More Chickpea Recipes
- 15 Minute Marinated Chickpeas
- Crispy Roasted Chickpeas
- Easy Homemade Hummus
- Sauteed Chickpeas with Yogurt, Garlic, and Herbs
Easy Shakshuka With Chickpeas
- 2 tbsp olive oil
- 1 medium onion
- 3 cloves garlic, finely chopped
- 1.5 tsp parpika
- 1 tsp cumin
- 1/8 tsp cayenne powder or crushed red pepper (optional, use 1/4 tsp or more to make spicier)
- 1 can chickpeas, drained and rinsed (or 1.5 cups cooked chickpeas)
- 1 28 oz. can whole, peeled tomatoes
- 1 tsp + more to taste kosher salt
- 6 eggs
- freshly cracked black pepper
- parsley, cilantro, mint or mix to garnish (optional)
- Heat olive oil in a large skillet or Dutch oven with a lid.
- Add onion to skillet. Cook for 2 minutes, stirring occasionally, then add garlic. Cook until onion softens, another 4-6 minutes.
- Add paprika, cumin, and chickpeas. Stir and cook for 2 minutes.
- Add the can of tomatoes and their juices, crushing tomatoes with your hands or wooden spoon. Bring to a boil, then reduce to a simmer. Simmer until sauce thickens, 10-15 minutes. Season with 1 tsp salt.
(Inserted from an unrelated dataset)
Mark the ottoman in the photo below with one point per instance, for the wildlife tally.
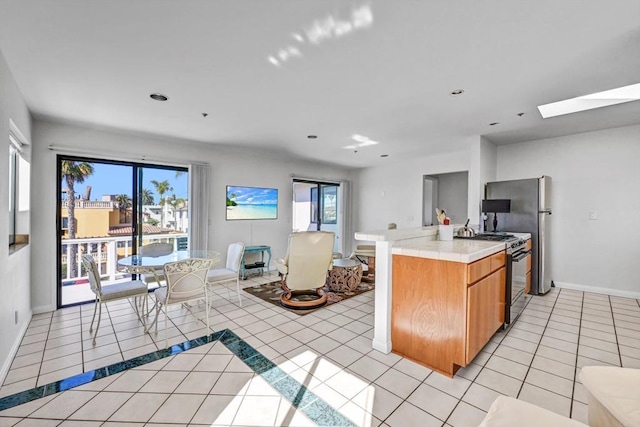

- Use a spoon to make a small well in the sauce and crack your first egg into the well. Repeat for each of the eggs, spacing evenly apart. Cover with lid and simmer until egg whites set, but yolks are still runny, about 7-10 minutes.
- Season with salt, black pepper, and fresh herbs (if using). Serve immediately or store, covered, in the refrigerator 4-5 days.
Ready to Turn Up the Flavor on Your Weeknight Meals?
To look forward to a weeknight meal, it needs to be quick, easy, satisfying, and not require grocery shopping. This shakshuka checks all the boxes.
Once you taste this, you’ll want to make sure there isn’t a professional Israeli chef ghost in your kitchen that was adding in flavors while you weren’t looking. The depth of flavor is unreal.
You’ll understand that you have the ability to quickly make delicious weeknight dishes. And they don’t have just be bagged salad kits or stir-fry.
So go ahead and sing Chaka Khan while you make this shakshuka. You’ve earned it. You know the song: Cause I’m every woman. It’s all in me, it’s all in me…
Because you’re every woman (or man). The ability to provide for yourself is all in you.